Hikmah Penyandaran Nasab Kepada Ayah

Hikmah Penyandaran Nasab Kepada Ayah

Penyandaran nasab kepada ayah, atau pengakuan keturunan terhadap ayah, memiliki beberapa hikmah atau manfaat yang penting dalam konteks hukum, sosial, dan spiritual. Berikut adalah beberapa hikmah penyandaran nasab kepada ayah.

Nasab atau hubungan darah merupakan sesuatu yang sangat penting mulai dari zaman dahulu sampai dengan sekarang. Di dalam Al-Qur’an, Allah menyebutkan bahwa nasab merupakan  asal-usul manusia dan asal-usul keturunannya yang harus dijaga.

وَهُوَ ٱلَّذِى خَلَقَ مِنَ ٱلْمَآءِ بَشَرًا فَجَعَلَهُۥ نَسَبًا وَصِهْرًا ۗ وَكَانَ رَبُّكَ قَدِيرًا

“Dan Dia (pula) yang menciptakan manusia dari air lalu dia jadikan manusia itu (punya) keturunan dan mushaharah dan adalah Tuhanmu Maha Kuasa.” (QS. Al-Furqan: 54).

Pentingnya persoalan nasab ini dikarenakan banyaknya hak-hak yang bersangkutan dengan hukum agama maupun hukum perdata dalam bernegara.

Di dalam agama nasab bisa menjadi penentu sah atau tidaknya suatu pernikahan, sebab salah satu rukun dalam pernikahan adalah adanya wali dari perempuan yang berupa ayah kandung yang memiliki hubungan darah secara langsung dengannya dan jika tidak, maka yang bisa menggantikannya adalah orang yang masih memiliki hubungan darah seperti kakek, paman ataupun yang lainnya.

Sementara dalam hukum agama dan negara, nasab juga menjadi penentu seseorang bisa mendapatkan hak-haknya, seperti harta waris, nafkah dan masih banyak yang lainnya. 

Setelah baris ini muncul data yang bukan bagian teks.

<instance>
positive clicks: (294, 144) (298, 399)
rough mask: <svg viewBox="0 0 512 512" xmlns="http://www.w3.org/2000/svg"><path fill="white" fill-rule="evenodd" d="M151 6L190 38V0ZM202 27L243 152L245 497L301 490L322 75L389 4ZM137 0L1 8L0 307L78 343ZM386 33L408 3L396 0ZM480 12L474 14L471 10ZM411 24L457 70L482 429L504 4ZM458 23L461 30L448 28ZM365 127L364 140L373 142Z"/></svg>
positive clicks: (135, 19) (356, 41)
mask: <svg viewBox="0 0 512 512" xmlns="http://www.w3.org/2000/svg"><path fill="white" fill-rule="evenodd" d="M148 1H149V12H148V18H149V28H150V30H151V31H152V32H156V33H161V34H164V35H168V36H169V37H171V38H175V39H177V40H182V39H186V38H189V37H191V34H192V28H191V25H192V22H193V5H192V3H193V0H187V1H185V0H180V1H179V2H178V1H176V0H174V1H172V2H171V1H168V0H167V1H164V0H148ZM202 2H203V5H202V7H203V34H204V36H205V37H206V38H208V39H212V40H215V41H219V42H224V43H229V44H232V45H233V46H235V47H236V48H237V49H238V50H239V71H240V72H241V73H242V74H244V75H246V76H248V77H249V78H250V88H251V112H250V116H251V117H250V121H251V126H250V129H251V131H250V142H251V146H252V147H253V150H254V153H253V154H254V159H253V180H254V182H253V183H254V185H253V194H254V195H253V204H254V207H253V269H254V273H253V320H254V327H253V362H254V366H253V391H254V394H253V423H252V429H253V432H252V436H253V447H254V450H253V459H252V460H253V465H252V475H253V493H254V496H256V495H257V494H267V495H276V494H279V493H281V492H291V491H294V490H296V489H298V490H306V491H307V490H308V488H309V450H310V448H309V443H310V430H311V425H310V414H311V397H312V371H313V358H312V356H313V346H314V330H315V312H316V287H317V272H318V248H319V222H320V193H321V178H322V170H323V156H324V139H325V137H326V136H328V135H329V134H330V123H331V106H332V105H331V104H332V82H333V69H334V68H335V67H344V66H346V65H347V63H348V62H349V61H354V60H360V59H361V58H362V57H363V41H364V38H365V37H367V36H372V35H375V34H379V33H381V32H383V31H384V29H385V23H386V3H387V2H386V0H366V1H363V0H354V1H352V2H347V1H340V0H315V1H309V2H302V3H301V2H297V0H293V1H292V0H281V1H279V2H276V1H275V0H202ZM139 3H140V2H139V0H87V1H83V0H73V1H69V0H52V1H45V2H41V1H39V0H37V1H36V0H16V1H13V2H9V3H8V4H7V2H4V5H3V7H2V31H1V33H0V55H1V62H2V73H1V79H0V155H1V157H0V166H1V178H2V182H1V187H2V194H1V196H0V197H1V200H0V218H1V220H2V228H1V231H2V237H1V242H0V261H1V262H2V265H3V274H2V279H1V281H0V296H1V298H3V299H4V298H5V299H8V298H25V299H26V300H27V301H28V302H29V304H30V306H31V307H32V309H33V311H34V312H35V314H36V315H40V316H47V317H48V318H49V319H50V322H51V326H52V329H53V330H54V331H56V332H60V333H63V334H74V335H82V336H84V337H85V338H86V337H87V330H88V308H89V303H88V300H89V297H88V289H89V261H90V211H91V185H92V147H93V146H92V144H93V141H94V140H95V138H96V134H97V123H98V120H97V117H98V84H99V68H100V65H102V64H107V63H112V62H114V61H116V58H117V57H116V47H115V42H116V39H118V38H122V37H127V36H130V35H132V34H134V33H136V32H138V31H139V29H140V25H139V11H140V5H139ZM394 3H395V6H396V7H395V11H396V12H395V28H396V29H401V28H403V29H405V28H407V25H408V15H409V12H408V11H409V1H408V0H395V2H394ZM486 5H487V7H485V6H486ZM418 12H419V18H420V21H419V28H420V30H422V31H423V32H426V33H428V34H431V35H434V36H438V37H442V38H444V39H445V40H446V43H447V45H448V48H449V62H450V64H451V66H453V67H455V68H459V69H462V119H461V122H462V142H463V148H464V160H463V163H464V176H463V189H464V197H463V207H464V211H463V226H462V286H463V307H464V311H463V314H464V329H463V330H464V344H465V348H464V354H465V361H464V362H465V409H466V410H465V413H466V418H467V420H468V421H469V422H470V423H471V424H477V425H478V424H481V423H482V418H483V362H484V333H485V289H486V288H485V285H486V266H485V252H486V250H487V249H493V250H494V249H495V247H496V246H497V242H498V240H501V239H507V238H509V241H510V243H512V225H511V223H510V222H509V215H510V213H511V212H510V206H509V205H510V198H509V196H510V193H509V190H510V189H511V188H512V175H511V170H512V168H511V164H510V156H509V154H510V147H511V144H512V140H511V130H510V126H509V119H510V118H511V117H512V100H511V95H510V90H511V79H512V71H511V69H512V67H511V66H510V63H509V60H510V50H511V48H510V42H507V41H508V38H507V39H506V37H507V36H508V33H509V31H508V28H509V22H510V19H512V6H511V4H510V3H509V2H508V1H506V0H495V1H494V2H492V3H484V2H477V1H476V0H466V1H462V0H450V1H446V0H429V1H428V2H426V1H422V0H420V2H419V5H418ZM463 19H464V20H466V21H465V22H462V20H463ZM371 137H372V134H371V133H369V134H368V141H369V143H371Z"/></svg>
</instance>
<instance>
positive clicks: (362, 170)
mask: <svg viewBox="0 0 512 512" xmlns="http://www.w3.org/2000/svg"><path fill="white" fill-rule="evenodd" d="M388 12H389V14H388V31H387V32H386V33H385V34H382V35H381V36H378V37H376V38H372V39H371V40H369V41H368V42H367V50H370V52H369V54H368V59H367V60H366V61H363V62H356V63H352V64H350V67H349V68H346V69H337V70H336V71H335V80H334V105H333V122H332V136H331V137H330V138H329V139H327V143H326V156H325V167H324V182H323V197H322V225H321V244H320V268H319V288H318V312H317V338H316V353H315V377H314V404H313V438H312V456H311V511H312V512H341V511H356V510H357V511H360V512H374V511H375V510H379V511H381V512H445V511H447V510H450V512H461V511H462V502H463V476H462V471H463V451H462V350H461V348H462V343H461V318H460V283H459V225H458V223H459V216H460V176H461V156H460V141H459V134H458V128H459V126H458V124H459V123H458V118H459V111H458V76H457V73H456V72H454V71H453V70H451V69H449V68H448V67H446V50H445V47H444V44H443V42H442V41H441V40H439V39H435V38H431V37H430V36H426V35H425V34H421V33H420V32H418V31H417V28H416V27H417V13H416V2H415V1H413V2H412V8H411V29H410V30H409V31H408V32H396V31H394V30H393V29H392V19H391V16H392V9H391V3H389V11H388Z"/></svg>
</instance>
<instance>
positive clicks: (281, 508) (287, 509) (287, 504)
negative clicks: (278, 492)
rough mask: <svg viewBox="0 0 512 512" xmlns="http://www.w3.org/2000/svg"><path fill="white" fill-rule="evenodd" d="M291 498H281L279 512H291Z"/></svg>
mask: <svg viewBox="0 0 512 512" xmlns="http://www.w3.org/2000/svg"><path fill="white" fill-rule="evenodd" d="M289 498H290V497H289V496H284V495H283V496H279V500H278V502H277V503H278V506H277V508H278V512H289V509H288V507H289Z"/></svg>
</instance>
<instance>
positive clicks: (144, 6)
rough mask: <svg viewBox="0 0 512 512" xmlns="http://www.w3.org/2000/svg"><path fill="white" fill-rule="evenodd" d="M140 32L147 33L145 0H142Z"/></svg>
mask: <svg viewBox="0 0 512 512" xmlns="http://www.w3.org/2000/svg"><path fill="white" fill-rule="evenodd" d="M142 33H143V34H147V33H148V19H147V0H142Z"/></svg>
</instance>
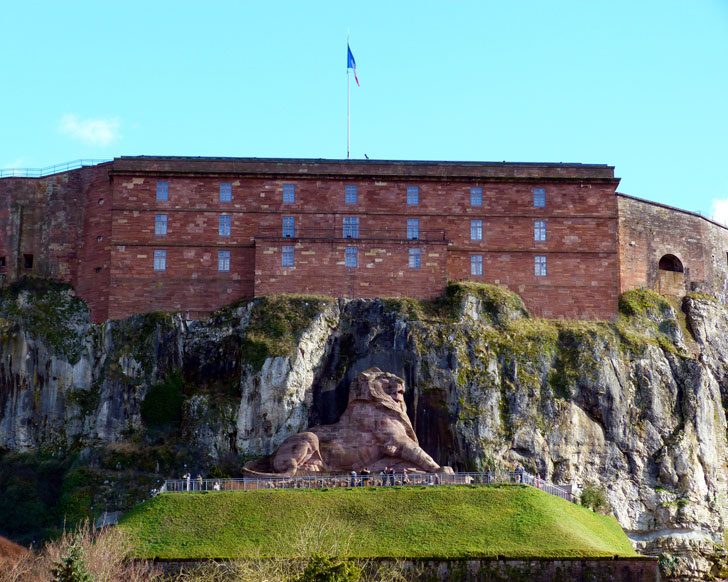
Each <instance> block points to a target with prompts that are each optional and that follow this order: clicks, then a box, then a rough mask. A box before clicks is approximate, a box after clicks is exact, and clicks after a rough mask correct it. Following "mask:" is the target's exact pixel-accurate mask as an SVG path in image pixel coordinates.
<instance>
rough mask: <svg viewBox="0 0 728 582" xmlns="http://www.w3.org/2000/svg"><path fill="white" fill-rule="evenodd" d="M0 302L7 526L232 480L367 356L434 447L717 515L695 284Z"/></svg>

Nasab manusia selalu diidentikkan atau disandarkan kepada seorang ayah, kecuali anak yang dilahirkan dari hasil zina atau hubungan yang dilakukan tanpa ikatan pernikahan, sehingga anak ini tidak bisa mendapatkan hak-haknya dari seorang ayah. Rasulullah bersabda mengenai anak yang terlahir dari hasil zina:

لأهل أمه من كانوا

“(Anak hasil zina) adalah (disandarkan) kepada keluarga ibunya …” (HR. Abu Dawud).

Penyandaran nasab kepada seorang ayah memiliki hikmah tersendiri, yaitu berupa pembentukan elemen di dalam tubuh seperti tulang dan sendi-sendi seorang anak terbentuk dari air mani ayahnya. 

Hikmah tersebut dijelaskan di dalam kitab Hasyiyah al-Bujairomi dengan redaksi yang berbunyi:

فإن قيل: ما الحكمة في أن الولد ينسب إلى الأب دون الأم. قيل: لأن ماء الأم يخلق منه الحسن في الولد والسمن والهزال والشعر واللحم وهذه الأشياء لا تدوم في الولد بل تزول أو تتغير وتذهب وماء الرجل يخلق منه العظم والعصب والعروق والمفاصل وهذه الأشياء لم تفارقه إلى أن يفنى

“Jika dikatakan: Apa hikmahnya nasab seorang anak disandarkan kepada bapaknya (bukan ibunya)? Maka dikatakan: (Penyandaran tersebut) dikarenakan air mani ibu memberikan efek kecantikan, gemuk, kurus, rambut, dan daging pada anak, dan hal-hal ini tidak bertahan lama pada anak, melainkan akan hilang atau berubah dan lenyap. Sementara air mani laki-laki menciptakan tulang, saraf, urat, dan persendian pada anak, dan hal-hal itu tidak akan bisa dipisahkan sampai anak itu sudah tiada.”

Demikianlah penjelasan mengenai hikmah di balik penyandaran nasab kepada ayah. Kesimpulan yang dapat diambil adalah bahwa setiap hal-hal yang ditetapkan oleh syariat pasti terdapat hikmah di dalamnya, baik itu hikmah yang sudah diketahui maupun belum diketahui. Wallahu a’lam.